Every year, thousands of individuals take the courageous step of reporting their rape to the police. They overcome the terrible, misplaced social stigma of being the victim of sexual violence. A forensic exam of their bodies typically takes four to six hours. The evidence is then collected in a “Sexual Assault Evidence Collection Kit” — a rape kit.

Experts estimate hundreds of thousands of rape kits sit untested throughout the country. Each represents a missed opportunity for justice.

We know rape kit evidence is an invaluable investigative tool. When tested, rape kit evidence can identify an unknown assailant, confirm the presence of a known suspect, affirm a survivor’s account, connect a suspect to other unsolved crimes and exonerate innocent suspects.

What we don’t know is how many untested rape kits are in each state.

In 2004, the Georgia Bureau of Investigation had a case backlog of approximately 2,200, and roughly 1,800 of those were rape cases. The GBI started outsourcing the backlogged cases to private laboratories while also trying to build the capacity of the state crime lab for the long term. But this only addresses the challenges of the crime lab — not the hidden backlog of untested rape kits languishing at police departments across the state.

Until law enforcement agencies are required to track and test all rape kits booked into evidence, we will not know the true extent of Georgia’s backlog.

Regardless of what we know about Georgia, we do know that rape kit backlogs in other cities and states directly impact the safety of those in your state.

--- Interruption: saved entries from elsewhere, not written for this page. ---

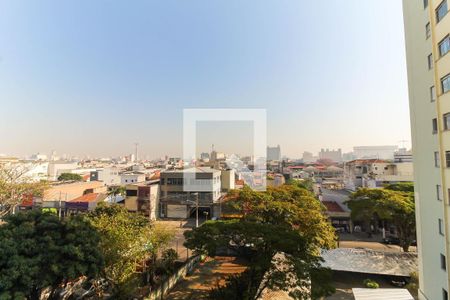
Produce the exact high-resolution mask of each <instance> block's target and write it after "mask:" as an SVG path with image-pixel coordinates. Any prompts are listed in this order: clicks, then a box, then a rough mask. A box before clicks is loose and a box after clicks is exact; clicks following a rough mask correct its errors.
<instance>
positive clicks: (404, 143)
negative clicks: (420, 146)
mask: <svg viewBox="0 0 450 300" xmlns="http://www.w3.org/2000/svg"><path fill="white" fill-rule="evenodd" d="M398 142H399V143H400V145H401V146H402V148H406V147H405V143H407V142H409V141H408V140H401V141H398Z"/></svg>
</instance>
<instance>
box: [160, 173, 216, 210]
mask: <svg viewBox="0 0 450 300" xmlns="http://www.w3.org/2000/svg"><path fill="white" fill-rule="evenodd" d="M220 175H221V171H220V170H216V169H212V168H207V167H196V168H189V169H184V170H171V171H163V172H161V175H160V184H161V199H160V205H161V211H160V214H161V217H167V218H183V219H184V218H188V217H193V216H194V215H195V212H196V204H195V203H196V202H197V201H198V203H199V212H200V216H201V215H202V214H204V213H206V214H207V216H208V215H209V216H210V217H211V216H218V214H219V211H218V208H219V206H218V205H216V204H218V200H219V198H220V197H221V176H220ZM185 180H188V182H185ZM185 183H186V185H185Z"/></svg>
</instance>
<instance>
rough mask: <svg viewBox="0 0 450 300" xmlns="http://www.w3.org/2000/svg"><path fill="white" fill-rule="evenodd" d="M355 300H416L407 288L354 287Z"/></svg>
mask: <svg viewBox="0 0 450 300" xmlns="http://www.w3.org/2000/svg"><path fill="white" fill-rule="evenodd" d="M352 291H353V296H354V297H355V300H393V299H395V300H414V298H413V296H411V294H410V293H409V292H408V290H407V289H361V288H354V289H352Z"/></svg>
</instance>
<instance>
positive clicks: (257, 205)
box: [224, 185, 336, 251]
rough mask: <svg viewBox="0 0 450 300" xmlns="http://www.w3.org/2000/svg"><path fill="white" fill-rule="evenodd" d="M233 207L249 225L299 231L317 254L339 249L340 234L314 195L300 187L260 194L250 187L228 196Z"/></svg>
mask: <svg viewBox="0 0 450 300" xmlns="http://www.w3.org/2000/svg"><path fill="white" fill-rule="evenodd" d="M228 198H229V201H228V202H226V203H225V204H224V206H230V207H231V208H232V209H234V210H237V211H238V212H240V213H241V214H242V215H243V219H244V220H247V221H255V222H261V223H270V224H273V225H280V226H287V227H290V228H293V229H295V230H297V231H298V232H299V233H300V234H301V235H302V236H303V237H304V238H306V239H307V241H308V243H310V244H311V245H314V246H315V247H316V250H317V251H319V250H320V249H329V248H334V247H336V234H335V230H334V228H333V226H332V225H331V224H330V222H329V220H328V218H327V217H326V216H325V214H324V207H323V205H322V204H321V203H320V201H318V200H317V199H316V198H315V197H314V195H313V194H312V193H311V192H309V191H308V190H306V189H304V188H300V187H298V186H296V185H283V186H281V187H277V188H271V187H269V188H268V189H267V191H266V192H256V191H253V190H252V189H250V188H248V187H244V189H242V190H238V191H233V192H232V193H230V194H229V195H228Z"/></svg>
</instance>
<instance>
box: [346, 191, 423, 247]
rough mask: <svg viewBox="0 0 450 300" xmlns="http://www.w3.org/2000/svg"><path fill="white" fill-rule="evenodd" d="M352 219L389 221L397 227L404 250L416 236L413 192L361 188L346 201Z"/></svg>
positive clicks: (415, 225) (414, 208)
mask: <svg viewBox="0 0 450 300" xmlns="http://www.w3.org/2000/svg"><path fill="white" fill-rule="evenodd" d="M347 203H348V206H349V208H350V209H351V211H352V212H351V216H352V219H353V220H363V221H364V220H366V221H367V220H383V221H389V222H390V223H392V224H393V225H394V226H395V228H396V229H397V235H398V238H399V240H400V246H401V247H402V248H403V250H404V251H405V252H407V251H408V250H409V246H410V245H411V243H412V241H413V240H414V239H415V237H416V218H415V203H414V194H413V193H412V192H400V191H396V190H389V189H368V188H362V189H359V190H357V191H356V192H354V193H352V194H351V195H350V200H349V201H348V202H347Z"/></svg>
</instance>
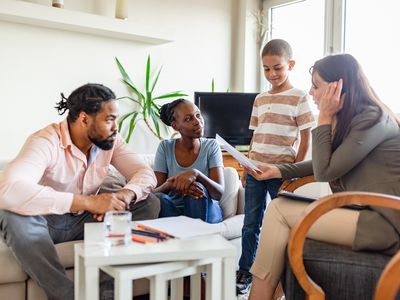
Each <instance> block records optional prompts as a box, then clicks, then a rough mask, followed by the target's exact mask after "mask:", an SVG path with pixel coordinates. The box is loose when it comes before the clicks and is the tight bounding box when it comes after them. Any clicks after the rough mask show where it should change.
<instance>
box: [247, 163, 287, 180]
mask: <svg viewBox="0 0 400 300" xmlns="http://www.w3.org/2000/svg"><path fill="white" fill-rule="evenodd" d="M257 168H259V169H260V171H256V170H253V169H251V168H248V167H245V170H246V172H248V173H249V174H250V175H251V176H253V177H254V178H255V179H257V180H267V179H272V178H281V177H282V174H281V171H280V170H279V168H278V167H277V166H275V165H267V166H262V165H259V166H257Z"/></svg>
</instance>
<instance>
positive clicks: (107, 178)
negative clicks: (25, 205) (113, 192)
mask: <svg viewBox="0 0 400 300" xmlns="http://www.w3.org/2000/svg"><path fill="white" fill-rule="evenodd" d="M143 159H144V160H145V161H147V162H148V163H149V164H150V165H152V163H153V160H154V155H143ZM1 169H2V168H1V165H0V172H1ZM114 175H115V170H112V169H110V171H109V176H108V177H107V179H106V181H107V180H109V182H108V184H114V183H115V182H113V180H114V178H115V176H114ZM224 176H225V192H224V194H223V197H222V199H221V200H220V205H221V208H222V211H223V213H224V220H223V222H221V223H218V224H214V225H213V226H216V227H218V230H219V232H220V233H221V234H222V235H223V236H224V237H225V238H227V239H228V240H229V241H231V242H232V244H233V245H235V247H236V248H237V253H238V256H237V257H238V258H239V257H240V251H241V229H242V225H243V218H244V215H243V209H244V190H243V188H242V185H241V183H240V180H239V177H238V174H237V171H236V170H235V169H234V168H231V167H225V168H224ZM110 178H111V180H110ZM106 181H105V182H106ZM110 181H111V183H110ZM78 242H81V241H71V242H66V243H60V244H57V245H56V250H57V253H58V256H59V258H60V261H61V263H62V265H63V266H64V267H65V269H66V272H67V275H68V276H69V277H70V278H71V279H73V273H74V251H73V248H74V244H75V243H78ZM43 255H45V253H43ZM0 266H1V269H2V270H1V272H0V299H13V300H23V299H28V300H44V299H46V296H45V294H44V292H43V290H42V289H41V288H40V287H38V286H37V285H36V283H35V282H34V281H33V280H32V279H31V278H29V276H28V275H27V274H26V273H25V272H24V271H23V270H22V269H21V267H20V266H19V264H18V262H17V261H16V259H15V258H14V256H13V254H12V252H11V251H10V250H9V249H8V247H7V246H6V245H5V244H4V243H3V241H2V240H1V239H0ZM147 293H148V281H147V280H146V279H141V280H138V281H136V282H135V283H134V295H135V296H136V295H143V294H147Z"/></svg>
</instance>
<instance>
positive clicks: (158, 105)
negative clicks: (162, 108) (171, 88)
mask: <svg viewBox="0 0 400 300" xmlns="http://www.w3.org/2000/svg"><path fill="white" fill-rule="evenodd" d="M151 105H152V106H153V108H154V109H155V110H156V111H157V114H158V112H159V111H160V108H161V106H160V105H158V104H157V103H155V102H154V101H153V102H152V103H151Z"/></svg>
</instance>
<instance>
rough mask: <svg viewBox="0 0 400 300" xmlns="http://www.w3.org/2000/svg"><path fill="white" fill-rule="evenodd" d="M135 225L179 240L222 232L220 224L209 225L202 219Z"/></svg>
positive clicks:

In 2009, the Wayne County (Detroit) prosecutor demanded access to the storage facility of the city’s recently defunct DNA crime laboratory. What she found was astounding: more than 11,000 untested rape kits. After a National Institute of Justice grant allowed the first 500 kits to be tested, 32 potential serial rapists were identified.

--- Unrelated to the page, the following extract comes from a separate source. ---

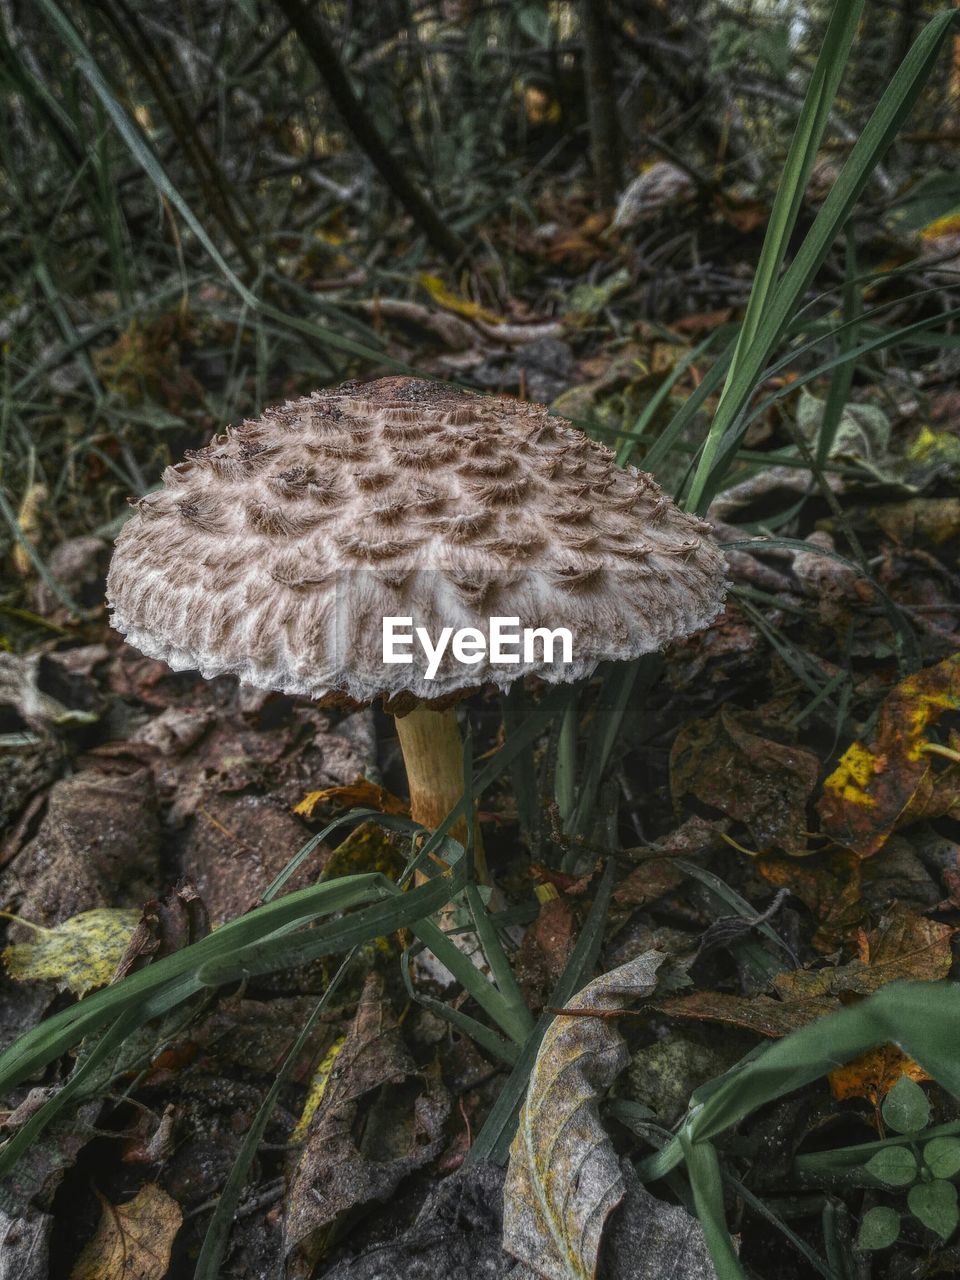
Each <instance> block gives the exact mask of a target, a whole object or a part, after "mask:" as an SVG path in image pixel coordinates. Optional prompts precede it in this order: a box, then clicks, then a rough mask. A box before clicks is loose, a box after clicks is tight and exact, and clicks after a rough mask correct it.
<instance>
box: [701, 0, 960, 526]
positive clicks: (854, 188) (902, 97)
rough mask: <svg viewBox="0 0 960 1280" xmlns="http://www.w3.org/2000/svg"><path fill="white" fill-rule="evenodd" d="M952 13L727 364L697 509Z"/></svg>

From those first kits, prosecutors have secured two convictions, and have traced assailants to assaults in 11 additional states and the District of Columbia. Georgia is one of those states. That means that had Detroit’s kits been tested after being taken into evidence, an attack might have been prevented in Georgia.

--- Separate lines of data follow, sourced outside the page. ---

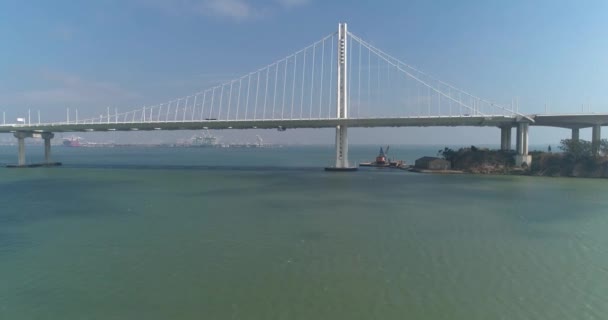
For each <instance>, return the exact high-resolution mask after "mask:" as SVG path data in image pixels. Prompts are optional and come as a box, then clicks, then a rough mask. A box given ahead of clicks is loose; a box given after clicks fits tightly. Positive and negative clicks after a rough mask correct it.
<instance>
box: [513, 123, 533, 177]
mask: <svg viewBox="0 0 608 320" xmlns="http://www.w3.org/2000/svg"><path fill="white" fill-rule="evenodd" d="M529 127H530V125H529V124H528V123H527V122H520V123H519V124H518V125H517V154H516V155H515V165H516V166H518V167H521V166H523V165H524V164H525V165H526V166H529V165H530V164H532V156H530V155H529V154H528V129H529Z"/></svg>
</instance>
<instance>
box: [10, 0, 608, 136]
mask: <svg viewBox="0 0 608 320" xmlns="http://www.w3.org/2000/svg"><path fill="white" fill-rule="evenodd" d="M341 21H345V22H348V23H349V29H350V31H352V32H354V33H356V34H357V35H359V36H361V37H362V38H364V39H366V40H367V41H369V42H371V43H373V44H374V45H376V46H377V47H380V48H382V49H383V50H385V51H387V52H389V53H391V54H392V55H394V56H396V57H398V58H400V59H402V60H404V61H406V62H408V63H410V64H412V65H414V66H417V67H419V68H420V69H422V70H424V71H425V72H427V73H429V74H432V75H434V76H435V77H437V78H440V79H442V80H445V81H447V82H450V83H452V84H454V85H456V86H457V87H460V88H463V89H465V90H466V91H470V92H472V93H474V94H476V95H478V96H481V97H485V98H488V99H492V100H496V101H510V100H511V98H512V97H515V96H517V97H519V101H520V111H524V112H527V113H542V112H544V110H545V105H547V108H548V110H549V111H551V112H578V111H580V110H581V108H584V109H585V111H587V110H589V111H591V112H608V90H606V84H605V83H606V80H605V79H608V55H607V54H606V52H608V37H607V36H606V30H608V2H606V1H523V0H514V1H342V0H336V1H320V0H260V1H252V0H148V1H146V0H120V1H119V0H101V1H95V2H93V1H65V0H57V1H36V0H33V1H16V0H4V1H2V2H1V3H0V48H1V50H0V70H1V72H0V111H6V112H7V114H8V115H9V116H10V117H15V116H18V115H21V114H23V112H24V110H26V109H28V108H31V109H32V110H41V112H42V114H43V115H45V116H46V117H47V118H57V117H59V116H58V115H59V114H61V115H62V116H63V115H64V114H65V108H66V106H72V107H74V106H78V108H79V110H80V112H81V114H86V113H87V112H90V113H91V114H98V113H99V112H100V110H105V108H106V106H108V105H112V106H125V108H126V106H128V105H150V104H153V103H158V102H162V101H167V100H169V99H172V98H174V97H180V96H184V95H188V94H191V93H194V92H198V91H200V90H201V89H205V88H208V87H210V86H212V85H215V84H218V83H220V82H223V81H226V80H230V79H232V78H235V77H238V76H240V75H242V74H245V73H247V72H249V71H253V70H256V69H257V68H259V67H261V66H264V65H266V64H268V63H270V62H272V61H275V60H276V59H279V58H282V57H284V56H286V55H288V54H291V53H293V52H294V51H296V50H299V49H301V48H303V47H304V46H306V45H308V44H310V43H312V42H313V41H316V40H318V39H320V38H321V37H322V36H324V35H327V34H329V33H330V32H332V31H334V30H335V29H336V28H337V24H338V22H341ZM581 105H583V106H582V107H581ZM51 115H55V116H51ZM59 118H61V117H59ZM50 120H56V119H50ZM370 133H371V134H370ZM387 133H390V134H391V135H393V136H394V135H397V136H400V138H399V139H394V140H393V141H389V142H391V143H396V142H404V143H416V142H418V143H426V142H428V143H467V142H468V141H471V142H472V143H493V142H494V140H496V142H497V141H498V140H497V139H498V135H499V133H498V130H495V129H491V128H488V129H466V128H460V129H449V128H443V129H439V130H430V129H413V128H410V129H399V130H395V129H391V130H389V129H384V130H383V129H378V130H369V131H367V132H366V131H361V130H359V131H358V132H355V133H354V138H353V139H354V141H355V142H370V143H373V142H374V140H375V137H377V136H379V135H385V134H387ZM486 133H487V134H486ZM234 134H238V133H230V134H229V135H234ZM241 134H242V133H241ZM332 134H333V133H332V132H331V131H324V130H321V132H315V133H314V134H312V135H310V134H308V133H306V130H303V132H302V134H298V132H297V131H296V132H293V133H290V134H287V135H284V136H283V137H282V138H281V137H280V136H279V135H277V134H276V133H272V134H270V133H269V135H271V136H272V137H271V138H270V140H271V141H272V140H273V138H274V139H276V140H277V141H281V140H282V139H283V140H285V139H296V140H298V139H300V141H301V142H323V141H325V140H326V138H327V137H331V135H332ZM275 135H276V137H274V136H275ZM567 135H568V132H566V131H564V130H557V129H540V128H533V130H532V132H531V138H532V139H533V141H531V143H534V139H536V141H537V142H539V143H540V142H542V143H544V142H557V141H559V139H560V138H563V137H565V136H567ZM582 135H583V138H585V136H586V135H587V133H586V131H584V132H583V133H582ZM353 139H351V141H352V140H353ZM368 140H369V141H368ZM389 140H390V139H389ZM332 141H333V140H332V138H330V139H329V140H328V141H327V142H328V143H331V142H332Z"/></svg>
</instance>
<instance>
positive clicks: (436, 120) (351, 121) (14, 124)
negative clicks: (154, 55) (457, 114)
mask: <svg viewBox="0 0 608 320" xmlns="http://www.w3.org/2000/svg"><path fill="white" fill-rule="evenodd" d="M529 117H530V118H531V119H534V122H533V123H530V125H532V126H546V127H561V128H588V127H592V126H595V125H600V126H605V125H608V114H567V115H530V116H529ZM522 120H524V121H525V119H522V118H521V117H511V116H468V117H467V116H454V117H439V116H436V117H407V118H365V119H352V118H351V119H303V120H205V121H169V122H165V121H162V122H149V121H146V122H118V123H51V124H39V125H38V124H32V125H23V124H10V125H0V133H8V132H15V131H34V132H89V131H101V132H104V131H153V130H201V129H256V128H257V129H276V128H279V127H282V128H286V129H297V128H333V127H335V126H337V125H347V126H349V127H351V128H371V127H462V126H467V127H507V126H511V127H514V126H516V124H517V122H518V121H522Z"/></svg>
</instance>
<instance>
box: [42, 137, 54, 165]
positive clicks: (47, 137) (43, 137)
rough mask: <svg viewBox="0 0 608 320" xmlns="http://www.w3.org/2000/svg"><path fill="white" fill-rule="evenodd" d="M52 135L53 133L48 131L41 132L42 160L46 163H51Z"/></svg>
mask: <svg viewBox="0 0 608 320" xmlns="http://www.w3.org/2000/svg"><path fill="white" fill-rule="evenodd" d="M54 137H55V135H54V134H52V133H50V132H45V133H43V134H42V139H44V161H45V162H46V163H47V164H49V163H51V139H53V138H54Z"/></svg>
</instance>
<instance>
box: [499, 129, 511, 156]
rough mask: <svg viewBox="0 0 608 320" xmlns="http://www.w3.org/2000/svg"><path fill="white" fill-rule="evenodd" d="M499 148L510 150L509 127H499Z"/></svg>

The federal government is making the elimination of the rape kit backlog a priority. After President Barack Obama’s request that Congress allocate dollars to reduce the backlog, both the House of Representatives and Senate have included $117 million for Debbie Smith DNA Backlog Reduction Grants in their fiscal year 2014 spending bills.

This funding can make the difference between getting a violent offender off the street and letting him go free to harm again. Georgia’s congressional delegation has an opportunity to support full funding for rape kit reform as the budget moves through Congress. On behalf of survivors who deserve justice, communities across the country are counting on their support.

We must eliminate this backlog, give survivors the justice they deserve and hold dangerous assailants accountable. The stakes are simply too high.

Sarah Tofte is director of policy and advocacy at the Joyful Heart Foundation.